If ever you needed convincing that local problems are best tackled by local solutions, then this weeks report by the National Housing Federation to coincide with Rural Housing Week provides some graphic evidence.

Whilst house prices outside London have started to stabilise, the picture across the country is far from uniform.  What may surprise you is that the report found that outside the capital, it is in rural areas where affordability is the biggest issue including most of rural Norfolk.

There are two factors at play here: the first is that rural incomes tend to be lower than those in urban areas, making the gap between incomes and house prices that much bigger.  But the real issue is one of supply; in the UK as a whole, we are simply not building enough new homes to keep up with the demand, which is being driven by an increasing population and a smaller average household size.

The Governments response has been to encourage large-scale developments, mainly on the peripheries of our cities.  But this rather heavy-handed solution will simply exacerbate the gap between urban and rural areas. 

The fact is that to keep our villages and hamlets alive, we need to be increasing the supply of new homes in these very locations.  But the enormous developments so loved by national planners and big, corporate house builders are not necessarily the complete answer.  Understandably, rural residents want to maintain the character of the countryside, and swamping villages with hundreds of new homes, or thousands of new homes around market towns, will always meet resistance.

The people who object to such big developments are often labelled NIMBYs; I think that is unfair.  Most local residents that I talk to in the places we are building new homes understand that there is a need for a supply of homes to give younger people in particular somewhere to live, so that they can continue to live and work locally and keep the community alive.

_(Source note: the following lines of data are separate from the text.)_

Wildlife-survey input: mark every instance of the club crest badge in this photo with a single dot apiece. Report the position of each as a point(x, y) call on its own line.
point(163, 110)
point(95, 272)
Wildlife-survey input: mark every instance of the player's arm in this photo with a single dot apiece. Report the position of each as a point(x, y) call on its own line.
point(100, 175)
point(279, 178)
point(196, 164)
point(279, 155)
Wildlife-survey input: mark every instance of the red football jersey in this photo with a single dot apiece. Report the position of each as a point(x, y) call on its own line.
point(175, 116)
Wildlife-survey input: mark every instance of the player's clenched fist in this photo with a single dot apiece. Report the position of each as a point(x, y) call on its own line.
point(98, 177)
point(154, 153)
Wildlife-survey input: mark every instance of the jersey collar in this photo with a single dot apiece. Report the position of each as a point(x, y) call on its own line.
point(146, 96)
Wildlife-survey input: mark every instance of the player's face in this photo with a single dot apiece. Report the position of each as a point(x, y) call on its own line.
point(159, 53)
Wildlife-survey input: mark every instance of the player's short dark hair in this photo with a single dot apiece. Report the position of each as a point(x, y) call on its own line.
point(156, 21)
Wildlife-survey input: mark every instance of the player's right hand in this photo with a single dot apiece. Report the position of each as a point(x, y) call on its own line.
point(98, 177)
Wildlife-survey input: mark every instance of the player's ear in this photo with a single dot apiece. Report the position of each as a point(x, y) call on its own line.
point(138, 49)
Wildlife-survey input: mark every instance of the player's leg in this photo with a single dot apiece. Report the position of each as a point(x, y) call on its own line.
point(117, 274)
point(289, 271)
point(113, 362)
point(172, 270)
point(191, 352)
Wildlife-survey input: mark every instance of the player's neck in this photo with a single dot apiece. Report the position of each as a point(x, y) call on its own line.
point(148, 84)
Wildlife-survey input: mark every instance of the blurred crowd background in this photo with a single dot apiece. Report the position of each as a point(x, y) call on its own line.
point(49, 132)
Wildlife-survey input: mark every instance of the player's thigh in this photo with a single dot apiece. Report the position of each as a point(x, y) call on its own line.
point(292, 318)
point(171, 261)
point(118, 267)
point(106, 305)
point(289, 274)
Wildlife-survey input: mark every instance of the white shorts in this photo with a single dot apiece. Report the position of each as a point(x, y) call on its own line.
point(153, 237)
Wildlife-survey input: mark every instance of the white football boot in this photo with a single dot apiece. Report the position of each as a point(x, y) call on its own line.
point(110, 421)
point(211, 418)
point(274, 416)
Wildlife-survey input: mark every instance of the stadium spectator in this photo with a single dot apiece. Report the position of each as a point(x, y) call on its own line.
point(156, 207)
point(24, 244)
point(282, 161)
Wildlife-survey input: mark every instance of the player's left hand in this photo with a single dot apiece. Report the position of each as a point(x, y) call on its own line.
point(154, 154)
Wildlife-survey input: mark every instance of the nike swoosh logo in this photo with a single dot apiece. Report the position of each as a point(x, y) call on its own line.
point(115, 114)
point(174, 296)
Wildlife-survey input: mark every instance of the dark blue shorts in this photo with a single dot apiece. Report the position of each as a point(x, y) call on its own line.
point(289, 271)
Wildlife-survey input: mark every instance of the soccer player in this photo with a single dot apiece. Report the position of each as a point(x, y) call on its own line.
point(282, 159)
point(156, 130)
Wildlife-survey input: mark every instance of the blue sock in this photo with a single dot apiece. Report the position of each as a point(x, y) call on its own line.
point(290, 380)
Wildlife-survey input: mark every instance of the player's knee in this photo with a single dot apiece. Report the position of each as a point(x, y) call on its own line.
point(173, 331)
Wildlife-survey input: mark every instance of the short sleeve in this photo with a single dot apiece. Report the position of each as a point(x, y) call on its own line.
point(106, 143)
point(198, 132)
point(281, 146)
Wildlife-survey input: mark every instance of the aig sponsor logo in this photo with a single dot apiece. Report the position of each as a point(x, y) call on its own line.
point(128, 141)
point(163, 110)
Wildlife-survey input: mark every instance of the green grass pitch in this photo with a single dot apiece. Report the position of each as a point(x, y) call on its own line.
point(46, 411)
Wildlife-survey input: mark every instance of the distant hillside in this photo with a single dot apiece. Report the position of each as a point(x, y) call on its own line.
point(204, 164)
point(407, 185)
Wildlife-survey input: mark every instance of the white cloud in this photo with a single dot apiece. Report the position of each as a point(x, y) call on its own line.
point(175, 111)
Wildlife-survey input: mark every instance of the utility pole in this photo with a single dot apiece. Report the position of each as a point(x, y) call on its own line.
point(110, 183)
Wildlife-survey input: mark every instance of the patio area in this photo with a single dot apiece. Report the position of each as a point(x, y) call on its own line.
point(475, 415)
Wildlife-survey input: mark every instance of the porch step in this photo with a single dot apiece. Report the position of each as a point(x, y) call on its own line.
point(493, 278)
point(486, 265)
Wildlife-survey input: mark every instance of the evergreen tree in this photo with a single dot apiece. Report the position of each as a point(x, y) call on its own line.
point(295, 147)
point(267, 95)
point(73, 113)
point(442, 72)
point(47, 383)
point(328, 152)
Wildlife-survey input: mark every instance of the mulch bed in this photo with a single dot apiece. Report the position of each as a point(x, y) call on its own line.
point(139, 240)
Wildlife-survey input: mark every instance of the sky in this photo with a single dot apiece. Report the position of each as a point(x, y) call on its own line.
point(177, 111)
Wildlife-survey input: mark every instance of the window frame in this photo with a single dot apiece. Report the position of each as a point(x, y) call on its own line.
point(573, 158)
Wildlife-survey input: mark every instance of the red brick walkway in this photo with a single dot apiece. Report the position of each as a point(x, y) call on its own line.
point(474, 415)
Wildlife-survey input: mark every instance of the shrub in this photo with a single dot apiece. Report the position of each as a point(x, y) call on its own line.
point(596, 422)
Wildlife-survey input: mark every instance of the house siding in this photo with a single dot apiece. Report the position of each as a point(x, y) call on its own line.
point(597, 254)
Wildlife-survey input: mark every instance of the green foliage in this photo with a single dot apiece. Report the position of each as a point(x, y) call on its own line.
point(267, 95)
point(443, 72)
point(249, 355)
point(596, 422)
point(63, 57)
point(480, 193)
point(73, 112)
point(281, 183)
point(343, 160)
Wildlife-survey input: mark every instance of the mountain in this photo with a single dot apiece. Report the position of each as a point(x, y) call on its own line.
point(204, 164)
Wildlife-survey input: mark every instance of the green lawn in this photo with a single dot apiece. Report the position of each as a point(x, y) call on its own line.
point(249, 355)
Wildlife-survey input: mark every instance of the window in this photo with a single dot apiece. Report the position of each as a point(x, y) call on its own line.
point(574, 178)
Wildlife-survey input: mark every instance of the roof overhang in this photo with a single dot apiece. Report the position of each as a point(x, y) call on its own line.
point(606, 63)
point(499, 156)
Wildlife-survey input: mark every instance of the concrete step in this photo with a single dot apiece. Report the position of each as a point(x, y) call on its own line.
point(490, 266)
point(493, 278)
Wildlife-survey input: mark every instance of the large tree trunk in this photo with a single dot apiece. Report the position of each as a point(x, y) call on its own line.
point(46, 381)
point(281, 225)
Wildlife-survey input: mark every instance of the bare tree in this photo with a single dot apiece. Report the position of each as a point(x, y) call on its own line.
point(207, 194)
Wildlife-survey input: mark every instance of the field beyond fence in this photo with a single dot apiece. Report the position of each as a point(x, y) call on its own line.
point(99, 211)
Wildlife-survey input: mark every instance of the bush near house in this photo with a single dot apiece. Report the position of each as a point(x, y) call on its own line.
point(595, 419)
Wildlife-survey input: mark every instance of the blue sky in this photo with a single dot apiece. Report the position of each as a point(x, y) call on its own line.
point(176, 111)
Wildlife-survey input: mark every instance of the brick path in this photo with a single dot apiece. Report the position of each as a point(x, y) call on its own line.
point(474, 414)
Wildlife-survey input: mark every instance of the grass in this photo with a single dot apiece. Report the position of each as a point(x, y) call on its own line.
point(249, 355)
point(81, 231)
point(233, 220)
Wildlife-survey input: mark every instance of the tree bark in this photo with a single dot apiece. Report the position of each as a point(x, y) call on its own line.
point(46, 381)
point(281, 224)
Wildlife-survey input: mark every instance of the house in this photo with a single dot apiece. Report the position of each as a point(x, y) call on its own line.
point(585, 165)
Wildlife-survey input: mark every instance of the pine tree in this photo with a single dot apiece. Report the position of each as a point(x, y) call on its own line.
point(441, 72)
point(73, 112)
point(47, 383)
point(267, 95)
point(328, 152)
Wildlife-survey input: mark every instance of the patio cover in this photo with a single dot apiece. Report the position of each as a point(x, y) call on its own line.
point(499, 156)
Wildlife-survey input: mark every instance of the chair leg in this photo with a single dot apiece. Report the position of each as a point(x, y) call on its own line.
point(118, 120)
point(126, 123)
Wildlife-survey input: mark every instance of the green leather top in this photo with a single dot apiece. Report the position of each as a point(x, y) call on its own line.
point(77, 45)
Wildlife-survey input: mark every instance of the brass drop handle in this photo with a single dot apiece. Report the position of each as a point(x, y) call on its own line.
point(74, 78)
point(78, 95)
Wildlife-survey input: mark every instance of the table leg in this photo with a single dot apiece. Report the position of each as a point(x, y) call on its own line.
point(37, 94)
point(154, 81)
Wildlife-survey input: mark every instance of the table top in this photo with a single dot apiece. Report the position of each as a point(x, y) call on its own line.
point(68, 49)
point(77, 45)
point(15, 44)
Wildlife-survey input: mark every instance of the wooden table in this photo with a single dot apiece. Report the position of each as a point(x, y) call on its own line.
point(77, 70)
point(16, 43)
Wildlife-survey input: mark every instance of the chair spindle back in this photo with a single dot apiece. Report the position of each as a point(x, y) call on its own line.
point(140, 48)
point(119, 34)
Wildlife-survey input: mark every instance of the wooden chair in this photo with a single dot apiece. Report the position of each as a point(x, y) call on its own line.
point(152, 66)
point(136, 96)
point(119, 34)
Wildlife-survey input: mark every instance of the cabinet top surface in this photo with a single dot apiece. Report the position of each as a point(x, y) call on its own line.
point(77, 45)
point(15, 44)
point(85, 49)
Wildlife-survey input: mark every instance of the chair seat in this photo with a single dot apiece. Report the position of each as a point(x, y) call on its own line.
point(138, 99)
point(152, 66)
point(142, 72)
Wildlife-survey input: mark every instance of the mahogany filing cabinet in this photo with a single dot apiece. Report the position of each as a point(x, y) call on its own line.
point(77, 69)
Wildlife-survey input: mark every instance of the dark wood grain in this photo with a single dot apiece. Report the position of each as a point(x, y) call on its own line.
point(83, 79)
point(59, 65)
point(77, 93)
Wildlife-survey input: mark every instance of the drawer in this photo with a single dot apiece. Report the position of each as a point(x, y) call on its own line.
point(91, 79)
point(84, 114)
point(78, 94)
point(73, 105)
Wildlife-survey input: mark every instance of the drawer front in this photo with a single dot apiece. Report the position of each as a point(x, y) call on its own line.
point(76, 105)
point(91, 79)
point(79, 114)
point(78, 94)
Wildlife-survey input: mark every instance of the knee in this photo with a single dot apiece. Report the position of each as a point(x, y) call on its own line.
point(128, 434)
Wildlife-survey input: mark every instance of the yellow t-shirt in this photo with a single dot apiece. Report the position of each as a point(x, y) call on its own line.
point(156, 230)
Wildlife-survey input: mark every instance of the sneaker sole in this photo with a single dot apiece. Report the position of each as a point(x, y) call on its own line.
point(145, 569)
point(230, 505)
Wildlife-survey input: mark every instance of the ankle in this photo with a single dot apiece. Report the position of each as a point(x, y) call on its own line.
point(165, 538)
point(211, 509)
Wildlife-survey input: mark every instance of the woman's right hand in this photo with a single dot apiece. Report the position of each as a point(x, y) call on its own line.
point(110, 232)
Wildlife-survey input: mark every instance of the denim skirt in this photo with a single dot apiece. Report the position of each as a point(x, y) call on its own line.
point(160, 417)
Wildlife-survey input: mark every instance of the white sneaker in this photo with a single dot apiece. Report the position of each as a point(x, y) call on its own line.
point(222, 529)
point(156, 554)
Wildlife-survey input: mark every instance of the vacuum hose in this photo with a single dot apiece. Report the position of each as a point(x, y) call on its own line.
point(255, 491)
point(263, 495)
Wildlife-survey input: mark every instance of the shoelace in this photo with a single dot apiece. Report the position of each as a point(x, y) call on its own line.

It is not new homes per se that people object to; it is the scale of the development.  In general, building tens (rather than hundreds or thousands) of new homes will be welcomed.  Unfortunately, for too many national house builders, the easiest way to meet their target turnover is to develop sites on a massive scale thereby changing the character of the area.

This is where the local solution comes in.  Those of us who are building new homes in the communities in which we actually live and work are in a much better position to understand and respond to the needs of those communities.  We can bring forward new homes schemes which are appropriate, in scale and design.

The NHF report shows beyond doubt that we must increase the supply of new homes in our rural communities.  It is how we achieve that which is important, and finding a Norfolk-based solution to a particular Norfolk problem seems an obvious answer.